GitHub / 4 min read

Turn Analytics Into Issues

A simple format for converting product evidence into GitHub issues your coding agent can actually ship.

AC

AnalyticsCLI Team

May 4, 2026

Cover image for Turn Analytics Into Issues

An analytics finding is not product work yet.

“Users drop after onboarding step two” is useful, but it does not tell a coding agent what to change, where to change it, why it matters, or how to verify the result.

To make AI coding agents useful for growth work, you need a translation layer:

production signal -> product decision -> GitHub issue or PR task.

AnalyticsCLI and the AI Growth Engineer are designed around that translation.

Why Most Analytics Findings Die

Teams often collect the right signal and still fail to act on it.

Common reasons:

  • the finding is too broad
  • the owner is unclear
  • the affected files are unknown
  • the expected impact is not stated
  • the task is not small enough to ship
  • nobody defines how to verify success

AI can make this worse if it creates polished but vague recommendations.

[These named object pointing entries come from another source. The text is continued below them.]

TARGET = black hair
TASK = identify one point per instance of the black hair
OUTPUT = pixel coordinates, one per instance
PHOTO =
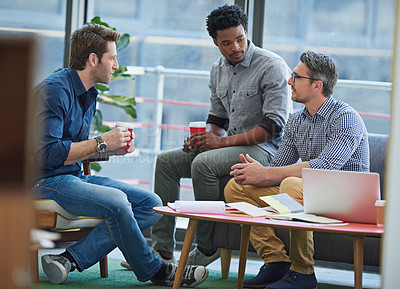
(225, 17)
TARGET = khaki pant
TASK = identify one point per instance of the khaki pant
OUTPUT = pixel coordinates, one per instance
(268, 246)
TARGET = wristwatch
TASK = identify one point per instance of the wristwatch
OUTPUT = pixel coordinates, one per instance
(101, 145)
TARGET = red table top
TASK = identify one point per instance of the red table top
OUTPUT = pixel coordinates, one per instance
(344, 228)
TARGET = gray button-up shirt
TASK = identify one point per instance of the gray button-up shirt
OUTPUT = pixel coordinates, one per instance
(253, 93)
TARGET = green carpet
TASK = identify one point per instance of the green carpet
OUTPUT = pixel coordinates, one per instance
(121, 278)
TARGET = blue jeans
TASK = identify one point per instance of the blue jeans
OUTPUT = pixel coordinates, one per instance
(127, 211)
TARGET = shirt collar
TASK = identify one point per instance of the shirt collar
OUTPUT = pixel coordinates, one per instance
(323, 110)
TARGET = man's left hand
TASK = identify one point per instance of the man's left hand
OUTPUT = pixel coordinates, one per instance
(249, 172)
(206, 140)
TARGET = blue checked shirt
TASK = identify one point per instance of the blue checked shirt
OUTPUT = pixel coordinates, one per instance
(334, 138)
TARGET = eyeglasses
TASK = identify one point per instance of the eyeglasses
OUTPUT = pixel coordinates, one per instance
(294, 76)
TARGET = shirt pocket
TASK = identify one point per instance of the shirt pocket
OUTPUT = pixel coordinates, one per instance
(250, 101)
(223, 96)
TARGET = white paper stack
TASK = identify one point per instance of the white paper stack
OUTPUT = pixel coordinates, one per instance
(205, 207)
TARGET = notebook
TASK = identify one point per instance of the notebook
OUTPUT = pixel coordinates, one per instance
(343, 195)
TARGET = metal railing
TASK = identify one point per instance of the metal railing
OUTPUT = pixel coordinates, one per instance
(161, 72)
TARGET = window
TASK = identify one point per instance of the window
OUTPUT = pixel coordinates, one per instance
(357, 34)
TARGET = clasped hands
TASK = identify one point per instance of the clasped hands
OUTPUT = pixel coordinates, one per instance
(249, 172)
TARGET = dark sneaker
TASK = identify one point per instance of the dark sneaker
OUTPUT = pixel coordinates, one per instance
(196, 257)
(56, 268)
(192, 276)
(268, 274)
(294, 280)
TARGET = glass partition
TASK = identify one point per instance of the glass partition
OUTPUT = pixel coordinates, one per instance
(358, 34)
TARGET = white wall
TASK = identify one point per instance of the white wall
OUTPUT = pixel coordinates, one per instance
(391, 247)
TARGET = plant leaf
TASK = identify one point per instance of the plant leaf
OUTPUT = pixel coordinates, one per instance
(97, 20)
(123, 42)
(119, 98)
(96, 121)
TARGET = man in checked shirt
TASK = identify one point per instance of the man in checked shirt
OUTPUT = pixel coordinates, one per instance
(325, 134)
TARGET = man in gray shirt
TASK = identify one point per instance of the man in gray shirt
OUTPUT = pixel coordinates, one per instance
(250, 104)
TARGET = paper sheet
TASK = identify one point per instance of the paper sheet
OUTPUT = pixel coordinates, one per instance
(206, 207)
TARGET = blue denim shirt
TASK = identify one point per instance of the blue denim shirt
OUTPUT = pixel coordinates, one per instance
(63, 115)
(253, 93)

A good agent output should not be “improve onboarding.” It should be closer to a product-engineering brief.

The Minimum Useful GitHub Issue

An evidence-backed issue should include five parts:

  1. Observation
  2. Evidence
  3. Recommended change
  4. Likely files or product surfaces
  5. Verification metric

Anatomy of an evidence-backed GitHub issue

Here is the shape:

## Observation
Activation drops after Survey 2 in release data.

## Evidence
- 54% drop after Survey 2 over the last 14 days
- no matching Sentry crash spike
- feedback mentions setup fatigue
- trial starts are flat despite higher onboarding starts

## Recommended change
Add an optional guest path before account creation and shorten the survey copy.

## Likely surfaces
- app/onboarding/survey.tsx
- app/onboarding/account-step.tsx
- app/paywall/entry.tsx

## Verify
- onboarding completion +8%
- trial starts do not regress
- no increase in support complaints

This format gives Codex, OpenClaw, Claude Code, Cursor, or another coding agent enough context to work with.

What AnalyticsCLI Adds

AnalyticsCLI helps by making product data queryable from agent workflows.

Instead of manually copying dashboard screenshots, the agent can use bounded queries to inspect:

  • funnels
  • retention
  • event breakdowns
  • release/debug separation
  • CSV exports when needed
  • related signal summaries

When connected with GitHub context, the AI Growth Engineer can move from “what happened?” to “where should we look in the code?”

See the GitHub integration for the broader workflow.

Keep PR Creation Behind Review

Automatic issue creation is lower risk than automatic PR merging.

A good workflow is:

  1. Generate an issue from production evidence.
  2. Review the issue.
  3. Let the coding agent draft an implementation plan.
  4. Review the plan.
  5. Let the agent open a PR if the scope is clear.
  6. Review and test before merge.
  7. Verify the metric after release.

This is slower than blind automation, but much safer. Product work often has context that is not visible in analytics: brand, legal, customer commitments, pricing strategy, or roadmap timing.

What To Avoid

Avoid issues like:

Improve conversion.

That is not a task. It is a wish.

Also avoid:

  • bundling unrelated improvements
  • hiding uncertainty
  • asking the agent to redesign a whole flow
  • using only one metric without checking counter-metrics
  • creating PR tasks without a verification plan

The point of production data is not to remove ambiguity. It is to make ambiguity explicit.

A Better Weekly Ritual

Once a week, run a focused review:

  • Which funnel changed most?
  • Which change is connected to revenue, retention, or feedback?
  • Is there a crash or performance explanation?
  • Is the fix likely to be small?
  • Can we verify it in one release?

If the answer is yes, create an issue.

The product analytics for coding agents page explains how this fits into the larger AnalyticsCLI workflow.

FAQ

Should every analytics finding become an issue?

No. Only create issues when the evidence points to a specific product surface and a measurable change.

Can the AI Growth Engineer create PR tasks?

Yes, when configured. The safer default is to generate a reviewable issue or implementation handoff first.

What makes a good verification metric?

Use the smallest metric connected to the change, plus one counter-metric to catch regressions.